In conclusion, each chapter between 5-8 was sound, but continuing with section 9 felt that later introduced or specified concepts would fit better in earlier sections. By reflecting on the structure and order of sections, the following formal suggestions arise 1) Explain the degree-based, PageRank-based, and HuA-based approaches in Section 7 (move). 2) Explain ARS and other heuristics in Section 8 (move).

=== Strengths ===
* a concise and clear writing style
* a comprehensive description of the current issues
* a sound methodology for the design of the technical solutions
* sufficient and broadly covering related work
* an overall good scientific evaluation concerning the proposed approaches
* extensive paper supplements through appendices A and B to show proof of made assertions

=== Weaknesses ===
* [minor] mismatch in figure 1, listing 1, and text (see "nonce" and "verification method.")
* [minor] mention of Emily in figure 3 but not in the text
* [minor] parts of chapter 4 as a running example are unconducive regarding the rest of the paper, as
* never mentioned again
* [minor] missing aspects regarding versioning strategies in 6. (not necessary to require delegation for each change)
* [minor] missing mention of computational complexity (or performance) of heuristics compared to the optimal algorithm.
* [minor] missing link or reference to experimental source code
* [minor] few IMO interesting numbers are missing in the evaluation (e.g., 9.3 deletion threshold)

=== Further formal comments ===
* Stating some legal issues that, if solved, would benefit the paper's appearance and readability.
renaming Chapter 4 into "Exemplary Architecture and Terminologie."
* An example of a final resource based on Listing 2 and the usage of Signed URIS would benefit clearness.
* I suggest using example triples related to the running example.
* 9.1.3 highlight the Degree-based, PageRank-based, Hub- and Authority-based terms different than Formal Analysis and Conclusion (maybe bold)
* Some parts of the paper (paragraphs in sections 5-8 and 9) are unintuitively structured concerning the specification of the two proposed algorithms (ARS and HITS) and other available methods.

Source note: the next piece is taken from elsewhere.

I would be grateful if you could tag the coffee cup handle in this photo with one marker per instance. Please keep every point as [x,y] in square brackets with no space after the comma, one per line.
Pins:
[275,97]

In conclusion, the paper should be accepted, but minor revisions are required based on the comments.

Review #3
Anonymous submitted on 03/Nov/2022
Minor Revision
Review Comment:

This paper introduces an approach to publish linked data with quantifiable integrity, authors introduces different strategies for computing trust scores for quantifying the integrity of a web document.
- The paper contains original contributions that could be applied to increase the reliability of linked data published on the Web.
- The discussion and the proposed approach are sound in general, and provides meaningful insights.
- The paper is in general easy to follow.

- There are a lot of redundancies in the textual content of the paper and makes the paper unnecessarily long. I suggest the authors to reorganize the content throughout, maybe even merge some sections.
- Self-containment of the paper could be improved, e.g. to explain the not very well-know definitions or algorithms in the paper.

More comments:
- There is no formal definition or description of “representation” in Sec 2.1.1, although previous work of authors are cited, it would be better to define it here to make the paper self-contained.
- Many discussions in Sec2,3,4 are repeated in later sections with very similar statements. One example: the motivation and description of the scores are repeated in Sec 9.1.1. There are many more such cases throughout the paper, especially in Sec 9.
- Figure 3 is not showing the example as explained in the text, i.e. Charlie’s post linked from Alice’s), it would be good if it’s consistent with the text description.
- It would be good to have a brief description of the algorithms referred in Section 5, e.g. Hogan’s algorithm, SHA-256.
- Please double-check the quotation marks, e.g. ”upstream” should be “upstream”
- I’m not sure what is “c.p.” short for (P17, line 7)
- Maybe Sec8 can be accompanied by some visualizations.
- The ‘evaluation’ section is more of case study, discussion and proof of the algorithms, not sure if it suffices as evaluation.